Superintegrability on N-dimensional spaces of constant curvature from so(N+1) and its contractions

TL;DR

This paper constructs and analyzes superintegrable Hamiltonian systems on N-dimensional constant curvature spaces using the algebra so(N+1), identifying new maximally superintegrable models including generalizations of Smorodinsky-Winternitz and Kepler-Coulomb systems.

Contribution

It introduces a unified algebraic framework to generate superintegrable systems on various N-dimensional spaces and explicitly constructs new maximally superintegrable models.

Findings

Identified a family of quasi-maximally superintegrable systems with 2N-3 constants of motion.

Derived two maximally superintegrable Hamiltonians generalizing known systems.

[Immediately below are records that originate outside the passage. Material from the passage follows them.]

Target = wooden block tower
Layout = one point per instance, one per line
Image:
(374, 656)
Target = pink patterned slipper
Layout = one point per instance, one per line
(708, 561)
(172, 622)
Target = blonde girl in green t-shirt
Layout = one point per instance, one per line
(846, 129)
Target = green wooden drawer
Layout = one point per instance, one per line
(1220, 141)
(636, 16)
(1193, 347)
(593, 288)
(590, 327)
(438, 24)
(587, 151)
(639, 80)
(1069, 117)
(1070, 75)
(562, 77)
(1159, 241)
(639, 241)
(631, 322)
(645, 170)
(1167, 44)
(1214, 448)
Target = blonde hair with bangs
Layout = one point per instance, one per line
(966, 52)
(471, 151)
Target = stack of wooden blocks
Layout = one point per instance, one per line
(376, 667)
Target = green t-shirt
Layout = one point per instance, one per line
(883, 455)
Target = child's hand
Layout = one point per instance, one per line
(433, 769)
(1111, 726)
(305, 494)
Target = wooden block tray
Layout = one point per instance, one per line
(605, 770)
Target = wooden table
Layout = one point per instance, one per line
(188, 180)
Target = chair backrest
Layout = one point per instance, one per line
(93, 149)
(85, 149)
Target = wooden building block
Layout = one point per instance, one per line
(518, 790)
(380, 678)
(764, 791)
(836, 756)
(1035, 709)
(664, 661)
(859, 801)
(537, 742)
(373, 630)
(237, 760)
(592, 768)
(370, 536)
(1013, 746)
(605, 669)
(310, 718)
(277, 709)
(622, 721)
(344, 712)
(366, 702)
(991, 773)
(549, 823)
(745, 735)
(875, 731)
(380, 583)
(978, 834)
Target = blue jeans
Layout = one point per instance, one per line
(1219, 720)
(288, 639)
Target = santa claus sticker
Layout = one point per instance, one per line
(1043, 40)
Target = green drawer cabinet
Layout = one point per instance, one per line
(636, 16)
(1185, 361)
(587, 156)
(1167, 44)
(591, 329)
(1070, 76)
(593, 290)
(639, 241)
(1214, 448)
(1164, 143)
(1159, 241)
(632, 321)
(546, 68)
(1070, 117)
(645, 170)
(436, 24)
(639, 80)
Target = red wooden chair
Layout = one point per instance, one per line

Explicitly expressed all systems and integrals in a unified coordinate framework.

Abstract

The Lie-Poisson algebra so(N+1) and some of its contractions are used to construct a family of superintegrable Hamiltonians on the ND spherical, Euclidean, hyperbolic, Minkowskian and (anti-)de Sitter spaces. We firstly present a Hamiltonian which is a superposition of an arbitrary central potential with N arbitrary centrifugal terms. Such a system is quasi-maximally superintegrable since this is endowed with 2N-3 functionally independent constants of the motion (plus the Hamiltonian). Secondly, we identify two maximally superintegrable Hamiltonians by choosing a specific central potential and finding at the same time the remaining integral. The former is the generalization of the Smorodinsky-Winternitz system to the above six spaces, while the latter is a generalization of the Kepler-Coulomb potential, for which the Laplace-Runge-Lenz N-vector is also given. All the systems and constants of the motion are explicitly expressed in a unified form in terms of ambient and polar coordinates as they are parametrized by two contraction parameters (curvature and signature of the metric).